Finishing Faithfully 2.0
Psychologists tell us that a major change in someone’s life circumstance usually brings a shift in the way that person sees him or herself. Of course, every change doesn’t bring a full-blown identity crisis, but each change can very likely bring at least some small shift in the sense of identity. For example, a redefinition of identity could come through a career promotion, as well as through retirement. Having a baby can raise identity issues, just as watching the last child leave home can bring some emotional uncertainty.
The inner questions we consciously or unconsciously ask during a life change are: “Who am I now?” “How do I handle the opportunities in this new life circumstance?” Soul searching can be productive, but it is rarely easy. In today’s culture, some may be inspired to settle identity issues through tattoos that proclaim who they love or what they value. Tattooing is one way to try to bring permanence to the shifting realities of life.
Of course, there is no permanence to this earthly life. But appropriate soul searching can lead to healthy things such as: reaching out to trusted friends for advice, seeing past mistakes more clearly, making amends, deepening relationships, and finding a wise path for a new stage of life.
In their book, Whatever the Cost, Jason and David Benham discuss the difficulty of leaving Major League Baseball and giving up their identities as professional athletes. They say one of the primary lessons they learned was: “If you define yourself by what you do, then success or failure at what you do will dictate your self worth…but as Christians, we…[learned to] rest in the fact that we are not defined by the jobs we hold in our hands–we are defined by the One who holds us in His hand.” (p.65)
Hanging on to healthy truths such as the Benham brothers did is a great way to keep our equilibrium when life turns upside down on us.
Former U.S. President Dwight Eisenhower carried the following anonymous poem around in his pocket to help him keep perspective on worldly success and the fluctuations of public opinion:
Take a bucket, fill it with water,
Put your hand in–clear up to the wrist.
Now pull it out; the hole that remains
Is a measure of how much you’ll be missed.

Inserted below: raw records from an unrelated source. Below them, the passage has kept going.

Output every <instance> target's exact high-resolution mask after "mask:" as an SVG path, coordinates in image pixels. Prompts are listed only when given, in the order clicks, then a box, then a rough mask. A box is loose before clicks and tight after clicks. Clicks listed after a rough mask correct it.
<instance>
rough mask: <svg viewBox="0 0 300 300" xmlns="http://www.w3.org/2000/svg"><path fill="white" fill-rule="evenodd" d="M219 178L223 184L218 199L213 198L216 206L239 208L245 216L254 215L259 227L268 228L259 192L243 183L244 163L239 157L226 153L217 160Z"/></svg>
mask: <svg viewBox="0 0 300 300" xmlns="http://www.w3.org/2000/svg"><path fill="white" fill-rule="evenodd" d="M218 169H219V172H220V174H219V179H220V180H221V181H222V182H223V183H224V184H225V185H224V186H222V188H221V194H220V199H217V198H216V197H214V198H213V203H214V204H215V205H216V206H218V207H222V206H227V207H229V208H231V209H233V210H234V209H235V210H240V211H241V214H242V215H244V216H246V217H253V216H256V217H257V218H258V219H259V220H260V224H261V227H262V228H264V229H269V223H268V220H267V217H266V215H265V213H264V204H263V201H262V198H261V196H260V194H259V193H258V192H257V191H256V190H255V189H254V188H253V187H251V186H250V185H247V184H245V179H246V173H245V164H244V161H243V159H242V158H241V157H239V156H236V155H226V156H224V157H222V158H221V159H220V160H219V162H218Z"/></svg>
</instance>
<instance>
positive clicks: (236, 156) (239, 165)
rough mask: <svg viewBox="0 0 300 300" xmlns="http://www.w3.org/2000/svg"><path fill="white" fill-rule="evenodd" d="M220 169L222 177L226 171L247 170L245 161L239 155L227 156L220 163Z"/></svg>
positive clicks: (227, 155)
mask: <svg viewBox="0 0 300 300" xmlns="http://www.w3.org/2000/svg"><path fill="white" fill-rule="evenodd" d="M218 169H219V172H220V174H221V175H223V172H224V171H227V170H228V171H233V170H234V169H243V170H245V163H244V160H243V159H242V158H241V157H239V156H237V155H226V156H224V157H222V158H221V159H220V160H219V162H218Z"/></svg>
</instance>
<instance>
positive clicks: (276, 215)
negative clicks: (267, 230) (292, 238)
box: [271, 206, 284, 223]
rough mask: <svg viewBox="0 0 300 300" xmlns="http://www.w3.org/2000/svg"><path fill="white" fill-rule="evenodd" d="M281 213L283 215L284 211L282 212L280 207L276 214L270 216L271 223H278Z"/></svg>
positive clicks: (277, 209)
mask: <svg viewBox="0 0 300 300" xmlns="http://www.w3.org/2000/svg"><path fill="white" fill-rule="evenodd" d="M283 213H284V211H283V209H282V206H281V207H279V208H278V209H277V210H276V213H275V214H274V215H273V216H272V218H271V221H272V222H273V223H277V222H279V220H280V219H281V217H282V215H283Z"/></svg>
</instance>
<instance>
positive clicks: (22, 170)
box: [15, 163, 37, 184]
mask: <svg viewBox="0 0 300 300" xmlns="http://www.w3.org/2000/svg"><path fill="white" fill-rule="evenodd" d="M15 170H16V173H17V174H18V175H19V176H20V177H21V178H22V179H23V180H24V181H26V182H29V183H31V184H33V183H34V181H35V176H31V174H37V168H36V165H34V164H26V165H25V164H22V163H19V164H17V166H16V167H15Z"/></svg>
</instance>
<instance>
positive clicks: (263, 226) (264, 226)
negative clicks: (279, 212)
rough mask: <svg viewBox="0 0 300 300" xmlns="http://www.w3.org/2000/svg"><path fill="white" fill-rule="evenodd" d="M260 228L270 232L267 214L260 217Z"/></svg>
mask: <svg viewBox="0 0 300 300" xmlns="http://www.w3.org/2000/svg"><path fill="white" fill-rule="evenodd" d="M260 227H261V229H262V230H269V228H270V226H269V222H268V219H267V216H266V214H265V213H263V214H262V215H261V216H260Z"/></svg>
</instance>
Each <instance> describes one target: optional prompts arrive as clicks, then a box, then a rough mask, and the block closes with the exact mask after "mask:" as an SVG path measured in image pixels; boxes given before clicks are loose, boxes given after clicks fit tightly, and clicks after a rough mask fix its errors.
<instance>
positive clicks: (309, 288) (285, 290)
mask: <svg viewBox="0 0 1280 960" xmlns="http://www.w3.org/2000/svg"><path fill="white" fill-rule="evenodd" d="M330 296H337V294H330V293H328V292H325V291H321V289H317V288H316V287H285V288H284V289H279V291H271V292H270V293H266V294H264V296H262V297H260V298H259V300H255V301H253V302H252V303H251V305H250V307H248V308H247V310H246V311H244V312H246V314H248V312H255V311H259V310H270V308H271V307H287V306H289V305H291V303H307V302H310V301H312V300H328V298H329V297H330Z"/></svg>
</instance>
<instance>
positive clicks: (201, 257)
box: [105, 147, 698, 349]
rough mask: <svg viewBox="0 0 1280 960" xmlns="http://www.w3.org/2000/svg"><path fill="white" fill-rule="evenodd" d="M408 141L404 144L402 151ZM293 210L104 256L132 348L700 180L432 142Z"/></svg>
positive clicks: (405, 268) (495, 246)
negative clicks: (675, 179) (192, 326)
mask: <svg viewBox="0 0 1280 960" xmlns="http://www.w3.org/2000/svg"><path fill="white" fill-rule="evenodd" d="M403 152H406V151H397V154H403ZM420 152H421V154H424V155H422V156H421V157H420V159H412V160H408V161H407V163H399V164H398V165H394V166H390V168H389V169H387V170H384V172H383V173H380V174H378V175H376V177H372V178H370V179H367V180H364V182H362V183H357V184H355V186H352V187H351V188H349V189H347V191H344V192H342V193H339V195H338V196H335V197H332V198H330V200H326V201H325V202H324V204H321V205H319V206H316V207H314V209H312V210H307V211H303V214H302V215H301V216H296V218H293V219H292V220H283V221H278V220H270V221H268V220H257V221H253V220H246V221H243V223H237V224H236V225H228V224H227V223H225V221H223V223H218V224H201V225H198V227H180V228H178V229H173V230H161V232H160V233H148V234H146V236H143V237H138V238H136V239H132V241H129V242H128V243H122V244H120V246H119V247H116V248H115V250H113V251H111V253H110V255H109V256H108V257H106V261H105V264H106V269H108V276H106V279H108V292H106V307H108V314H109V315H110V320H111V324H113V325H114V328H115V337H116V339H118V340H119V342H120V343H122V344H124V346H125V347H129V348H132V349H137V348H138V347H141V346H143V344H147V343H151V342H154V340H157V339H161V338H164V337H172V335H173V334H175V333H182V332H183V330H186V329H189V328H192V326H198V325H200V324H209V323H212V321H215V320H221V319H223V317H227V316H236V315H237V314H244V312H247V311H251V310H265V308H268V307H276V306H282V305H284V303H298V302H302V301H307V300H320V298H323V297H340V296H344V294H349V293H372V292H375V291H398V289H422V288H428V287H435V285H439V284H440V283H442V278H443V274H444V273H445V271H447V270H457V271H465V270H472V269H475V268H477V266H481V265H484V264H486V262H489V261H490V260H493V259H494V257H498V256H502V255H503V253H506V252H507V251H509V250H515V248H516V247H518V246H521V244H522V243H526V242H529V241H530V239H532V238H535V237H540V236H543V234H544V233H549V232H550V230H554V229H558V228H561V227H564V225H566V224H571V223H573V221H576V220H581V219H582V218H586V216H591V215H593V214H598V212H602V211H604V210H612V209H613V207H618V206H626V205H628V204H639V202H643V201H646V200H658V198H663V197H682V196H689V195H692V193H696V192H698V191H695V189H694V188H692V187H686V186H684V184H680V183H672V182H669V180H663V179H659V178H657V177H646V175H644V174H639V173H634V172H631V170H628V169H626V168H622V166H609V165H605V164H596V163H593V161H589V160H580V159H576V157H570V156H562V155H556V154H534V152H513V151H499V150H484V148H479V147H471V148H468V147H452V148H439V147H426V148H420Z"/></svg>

The moral of this quaint example:
To do just the best that you can,
Be proud of yourself, but remember,
There is no indispensable man!
This set of verses speaks well to the issue of identity. No matter how good we are at our jobs, none of us is indispensable, and our jobs don’t define who we are. One of the Benham brothers accepted a job as a janitor for the first year after he left Major League Baseball. Though it brought a difficult identity shift, he says he daily reminded himself that faithfulness in doing the little things proves a man can also be entrusted with bigger things.
Perhaps having such personal standards of excellence is one way of establishing our identity, at least to ourselves. And whether we are performing for a large audience or doing a thankless task anonymously, if we always provide the best quality we can, that’s a way of establishing some measure of stability around ourselves in this ever-changing world.